KPCC president K Sudhakaran, busy battling the revolt of the old guard in the party, announced that all panchayats in Kerala ruled by the Congress and the UDF would adopt the Mathur model and immediately ask citizens to refrain from using the salutations 'sir' and 'madam' to address senior functionaries. For a party used to address its seniors as 'sirs', this would mean a radical change in behaviour.
Under the UDF are 321 grama panchayats, 38 block panchayats and three district panchayats. Apart from banning 'sir', words that reinforce a slave mindset like 'apekshikkunnu' (plead) and 'abhyarthikkunnu' (appeal) would also be done away with in the public communications of all these Congress-led local bodies. Application forms, 'apeksha form' in Malayalam, will be reworded as 'avakasha pathrika' ('Document of Rights'). Mathur, again, is the first panchayat to do this.
"These panchayats will encourage its citizens to dump words of supplication and replace it with usages that indicate confidence and an awareness of citizen rights. Instead of appealing or pleading, they should demand," Sudhakaran said.
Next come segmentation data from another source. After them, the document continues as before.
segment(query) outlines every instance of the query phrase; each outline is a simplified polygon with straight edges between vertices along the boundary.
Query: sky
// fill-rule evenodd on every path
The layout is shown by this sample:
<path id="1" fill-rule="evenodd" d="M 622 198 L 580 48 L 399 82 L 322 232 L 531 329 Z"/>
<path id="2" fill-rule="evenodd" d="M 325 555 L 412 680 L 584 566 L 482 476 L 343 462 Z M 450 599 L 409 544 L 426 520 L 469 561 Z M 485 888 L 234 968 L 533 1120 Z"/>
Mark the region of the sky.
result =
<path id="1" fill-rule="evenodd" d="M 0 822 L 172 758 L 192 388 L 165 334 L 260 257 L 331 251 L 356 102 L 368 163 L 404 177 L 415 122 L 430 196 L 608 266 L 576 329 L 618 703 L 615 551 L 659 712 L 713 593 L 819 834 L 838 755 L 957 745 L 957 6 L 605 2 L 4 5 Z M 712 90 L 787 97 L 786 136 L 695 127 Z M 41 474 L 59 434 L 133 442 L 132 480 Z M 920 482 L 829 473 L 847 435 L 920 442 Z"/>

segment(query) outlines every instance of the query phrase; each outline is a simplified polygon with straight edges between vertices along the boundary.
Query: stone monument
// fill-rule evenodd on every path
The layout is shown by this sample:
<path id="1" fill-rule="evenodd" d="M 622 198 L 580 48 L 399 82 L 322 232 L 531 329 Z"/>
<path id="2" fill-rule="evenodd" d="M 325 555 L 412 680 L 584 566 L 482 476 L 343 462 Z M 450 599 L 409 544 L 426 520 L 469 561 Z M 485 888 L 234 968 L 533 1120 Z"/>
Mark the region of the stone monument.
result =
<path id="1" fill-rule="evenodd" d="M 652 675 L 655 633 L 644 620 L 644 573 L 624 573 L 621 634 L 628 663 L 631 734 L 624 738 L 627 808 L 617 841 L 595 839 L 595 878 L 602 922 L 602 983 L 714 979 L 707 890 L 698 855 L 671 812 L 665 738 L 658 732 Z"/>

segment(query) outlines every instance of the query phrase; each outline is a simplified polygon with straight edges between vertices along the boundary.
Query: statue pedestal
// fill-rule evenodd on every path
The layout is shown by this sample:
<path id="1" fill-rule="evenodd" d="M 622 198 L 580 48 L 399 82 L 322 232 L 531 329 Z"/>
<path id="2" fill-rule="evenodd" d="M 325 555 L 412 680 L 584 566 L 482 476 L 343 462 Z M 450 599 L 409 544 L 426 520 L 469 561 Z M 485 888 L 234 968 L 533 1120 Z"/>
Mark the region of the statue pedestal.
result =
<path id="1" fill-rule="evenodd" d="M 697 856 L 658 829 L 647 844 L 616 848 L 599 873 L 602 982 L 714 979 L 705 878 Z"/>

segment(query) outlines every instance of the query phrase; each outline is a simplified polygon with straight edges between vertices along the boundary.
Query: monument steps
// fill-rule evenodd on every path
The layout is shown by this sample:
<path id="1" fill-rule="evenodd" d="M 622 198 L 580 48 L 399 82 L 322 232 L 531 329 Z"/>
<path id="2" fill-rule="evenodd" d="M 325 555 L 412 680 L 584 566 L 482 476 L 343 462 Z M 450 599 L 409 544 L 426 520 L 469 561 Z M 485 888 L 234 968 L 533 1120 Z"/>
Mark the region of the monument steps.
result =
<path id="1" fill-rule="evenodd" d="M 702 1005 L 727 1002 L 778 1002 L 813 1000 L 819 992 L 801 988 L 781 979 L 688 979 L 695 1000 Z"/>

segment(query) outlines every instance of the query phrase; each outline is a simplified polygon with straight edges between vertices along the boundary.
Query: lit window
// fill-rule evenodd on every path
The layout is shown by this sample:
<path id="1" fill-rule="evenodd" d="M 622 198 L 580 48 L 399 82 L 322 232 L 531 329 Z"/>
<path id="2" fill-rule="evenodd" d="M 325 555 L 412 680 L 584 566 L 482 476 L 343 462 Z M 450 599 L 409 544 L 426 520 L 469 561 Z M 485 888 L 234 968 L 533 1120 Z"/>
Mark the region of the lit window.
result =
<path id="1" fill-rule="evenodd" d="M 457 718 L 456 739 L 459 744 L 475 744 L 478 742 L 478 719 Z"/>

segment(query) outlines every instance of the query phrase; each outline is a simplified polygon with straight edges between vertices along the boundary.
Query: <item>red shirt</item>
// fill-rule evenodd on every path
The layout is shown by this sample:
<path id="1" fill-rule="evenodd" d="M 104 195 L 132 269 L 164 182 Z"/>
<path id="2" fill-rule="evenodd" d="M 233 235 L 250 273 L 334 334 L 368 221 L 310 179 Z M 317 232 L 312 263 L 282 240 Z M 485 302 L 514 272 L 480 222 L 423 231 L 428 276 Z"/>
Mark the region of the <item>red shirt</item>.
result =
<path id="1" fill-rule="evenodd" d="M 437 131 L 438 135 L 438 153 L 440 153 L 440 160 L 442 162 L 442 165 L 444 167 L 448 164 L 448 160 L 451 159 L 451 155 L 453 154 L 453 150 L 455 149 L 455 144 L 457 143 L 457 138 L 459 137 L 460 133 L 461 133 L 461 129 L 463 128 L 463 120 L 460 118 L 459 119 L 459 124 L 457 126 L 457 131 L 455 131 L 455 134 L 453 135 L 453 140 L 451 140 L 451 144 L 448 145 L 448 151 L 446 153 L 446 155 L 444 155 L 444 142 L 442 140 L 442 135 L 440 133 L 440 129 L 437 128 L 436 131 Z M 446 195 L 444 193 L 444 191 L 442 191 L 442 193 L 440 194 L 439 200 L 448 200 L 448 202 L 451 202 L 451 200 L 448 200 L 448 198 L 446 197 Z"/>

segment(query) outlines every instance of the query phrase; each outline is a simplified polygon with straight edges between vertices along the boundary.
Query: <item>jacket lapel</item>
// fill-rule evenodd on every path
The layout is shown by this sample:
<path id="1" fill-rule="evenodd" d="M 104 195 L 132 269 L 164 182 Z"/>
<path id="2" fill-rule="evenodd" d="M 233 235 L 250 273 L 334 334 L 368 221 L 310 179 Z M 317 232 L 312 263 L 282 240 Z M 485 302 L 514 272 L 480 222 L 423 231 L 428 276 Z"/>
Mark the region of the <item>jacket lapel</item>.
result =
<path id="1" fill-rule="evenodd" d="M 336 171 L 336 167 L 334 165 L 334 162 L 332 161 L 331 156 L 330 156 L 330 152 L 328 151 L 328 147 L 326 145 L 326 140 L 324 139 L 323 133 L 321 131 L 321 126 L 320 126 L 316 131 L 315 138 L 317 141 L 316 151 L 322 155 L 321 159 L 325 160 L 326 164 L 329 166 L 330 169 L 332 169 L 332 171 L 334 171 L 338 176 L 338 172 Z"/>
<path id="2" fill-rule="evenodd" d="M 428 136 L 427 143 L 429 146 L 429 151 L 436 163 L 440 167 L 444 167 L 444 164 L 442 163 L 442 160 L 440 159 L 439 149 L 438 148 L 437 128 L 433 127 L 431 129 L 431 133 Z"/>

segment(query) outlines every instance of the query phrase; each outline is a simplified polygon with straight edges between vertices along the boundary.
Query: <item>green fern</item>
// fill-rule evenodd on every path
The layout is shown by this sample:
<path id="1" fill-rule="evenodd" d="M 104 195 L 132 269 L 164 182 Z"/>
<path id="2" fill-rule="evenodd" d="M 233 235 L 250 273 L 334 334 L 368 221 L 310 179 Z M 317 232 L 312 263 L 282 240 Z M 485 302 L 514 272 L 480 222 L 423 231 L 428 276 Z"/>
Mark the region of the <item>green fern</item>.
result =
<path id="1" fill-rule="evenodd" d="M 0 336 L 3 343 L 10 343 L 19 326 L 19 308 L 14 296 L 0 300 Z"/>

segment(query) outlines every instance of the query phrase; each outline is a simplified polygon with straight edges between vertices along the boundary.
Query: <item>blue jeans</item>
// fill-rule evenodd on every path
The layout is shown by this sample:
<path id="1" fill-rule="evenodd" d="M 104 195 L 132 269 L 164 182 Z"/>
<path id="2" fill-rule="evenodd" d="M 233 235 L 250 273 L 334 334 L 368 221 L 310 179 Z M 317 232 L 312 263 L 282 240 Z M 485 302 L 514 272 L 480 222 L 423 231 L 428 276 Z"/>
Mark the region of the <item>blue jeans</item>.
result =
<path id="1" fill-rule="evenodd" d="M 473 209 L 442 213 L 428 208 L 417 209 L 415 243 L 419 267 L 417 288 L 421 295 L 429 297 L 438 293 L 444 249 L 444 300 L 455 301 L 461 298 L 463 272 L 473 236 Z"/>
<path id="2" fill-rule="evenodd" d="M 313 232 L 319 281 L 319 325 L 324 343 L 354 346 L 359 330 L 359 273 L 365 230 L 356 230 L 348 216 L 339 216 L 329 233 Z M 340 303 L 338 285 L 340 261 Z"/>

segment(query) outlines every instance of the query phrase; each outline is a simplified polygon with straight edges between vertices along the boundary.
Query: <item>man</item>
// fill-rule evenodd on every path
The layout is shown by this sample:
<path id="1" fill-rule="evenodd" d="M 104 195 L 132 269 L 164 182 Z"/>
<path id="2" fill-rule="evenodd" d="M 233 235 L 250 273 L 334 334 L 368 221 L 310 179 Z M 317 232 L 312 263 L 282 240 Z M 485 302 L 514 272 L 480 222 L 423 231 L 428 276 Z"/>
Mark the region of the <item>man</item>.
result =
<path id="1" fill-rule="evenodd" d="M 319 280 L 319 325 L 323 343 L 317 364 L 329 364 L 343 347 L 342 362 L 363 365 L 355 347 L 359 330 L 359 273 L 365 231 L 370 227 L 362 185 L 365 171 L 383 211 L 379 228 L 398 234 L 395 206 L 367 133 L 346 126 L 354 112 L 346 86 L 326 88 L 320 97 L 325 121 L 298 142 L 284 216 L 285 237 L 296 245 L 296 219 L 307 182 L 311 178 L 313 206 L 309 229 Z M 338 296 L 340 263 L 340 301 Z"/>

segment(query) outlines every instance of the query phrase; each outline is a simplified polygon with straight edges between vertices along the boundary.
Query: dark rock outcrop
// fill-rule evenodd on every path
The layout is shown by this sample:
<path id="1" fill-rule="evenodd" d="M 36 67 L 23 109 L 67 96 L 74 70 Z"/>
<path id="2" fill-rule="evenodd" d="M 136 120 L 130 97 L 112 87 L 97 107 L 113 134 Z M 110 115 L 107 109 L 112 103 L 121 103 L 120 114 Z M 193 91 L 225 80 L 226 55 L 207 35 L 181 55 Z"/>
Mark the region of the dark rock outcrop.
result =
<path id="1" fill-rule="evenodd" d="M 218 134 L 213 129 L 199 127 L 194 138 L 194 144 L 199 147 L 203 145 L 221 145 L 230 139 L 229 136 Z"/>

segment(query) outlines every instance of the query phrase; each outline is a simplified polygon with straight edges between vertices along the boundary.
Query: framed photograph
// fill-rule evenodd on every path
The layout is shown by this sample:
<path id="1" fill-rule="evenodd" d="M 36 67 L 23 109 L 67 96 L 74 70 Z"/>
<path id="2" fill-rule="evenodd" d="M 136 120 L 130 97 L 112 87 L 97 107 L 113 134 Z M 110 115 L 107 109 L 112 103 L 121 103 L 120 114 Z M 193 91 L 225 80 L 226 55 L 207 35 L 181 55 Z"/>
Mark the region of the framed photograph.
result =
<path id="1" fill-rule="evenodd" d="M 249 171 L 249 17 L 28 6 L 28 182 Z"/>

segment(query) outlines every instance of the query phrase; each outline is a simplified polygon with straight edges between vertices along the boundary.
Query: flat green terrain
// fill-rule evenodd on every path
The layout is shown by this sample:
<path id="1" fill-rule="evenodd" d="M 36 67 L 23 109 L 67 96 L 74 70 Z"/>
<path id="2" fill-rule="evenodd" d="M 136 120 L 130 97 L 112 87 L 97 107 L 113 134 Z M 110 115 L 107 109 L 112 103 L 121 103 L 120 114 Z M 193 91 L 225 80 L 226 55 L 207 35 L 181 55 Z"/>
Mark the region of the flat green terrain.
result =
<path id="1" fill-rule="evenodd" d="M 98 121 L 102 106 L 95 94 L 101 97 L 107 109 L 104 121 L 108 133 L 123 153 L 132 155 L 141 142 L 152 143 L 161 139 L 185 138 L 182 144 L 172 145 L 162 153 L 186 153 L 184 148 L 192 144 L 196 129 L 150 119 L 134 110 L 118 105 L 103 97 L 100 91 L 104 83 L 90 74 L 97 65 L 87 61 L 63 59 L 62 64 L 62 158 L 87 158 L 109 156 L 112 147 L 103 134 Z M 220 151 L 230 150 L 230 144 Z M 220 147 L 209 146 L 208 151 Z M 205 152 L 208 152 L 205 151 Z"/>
He said changing the official style of communication in Congress-ruled panchayats was just the first phase of his party's social change strategy. "In the next leg, we would press for such changes across Kerala. We have already asked the DCC presidents to initiate moves in their respective districts," he said.
That Mathur Panchayat was ruled by the Congress helped Sudhakaran to pounce on the opportunity. He hailed the decision as "revolutionary". The driving force behind the campaign is also a Congress worker, Boban Mattumantha. Sudhakaran hailed Boban, too, in his Facebook post.
Boban, the Palakkad district secretary of Congress's cultural wing Samskara Sahithi, had been for quite some time exhorting the public to question colonial-era jargon that merely helped to keep the distinction between the rulers and the ruled clear. Panchayat offices in Palakkad were showered with hundreds of letters, mostly dispatched at the bidding of Boban and his friends, calling for an immediate end to the use of officialese left over by the British Raj.
All of a sudden, the Congress party, which was always perceived as indifferent to social causes, has found itself in the vanguard of a social reform movement in Kerala. Sudhakaran gave the 'No Sir' campaign a revolutionary sweep. "The KPCC's attempts to restore democracy right from the bottom to the top begins from Mathur," Sudhakaran said.
After Mathur banned the use of 'sir' and 'madam' unanimously on August 31, three other panchayats had followed suit: Uzhavur (Kottayam), Avinissery (Thrissur) and Ambalappuzha (Alappuzha). This was once again proof that the proposed changes had the backing of all political parties.
Uzhavoor has an independent as panchayat president, Johnys P Stephen, but is backed by the UDF. Avinissery is ruled by the BJP and Ambalappuzha by the CPM.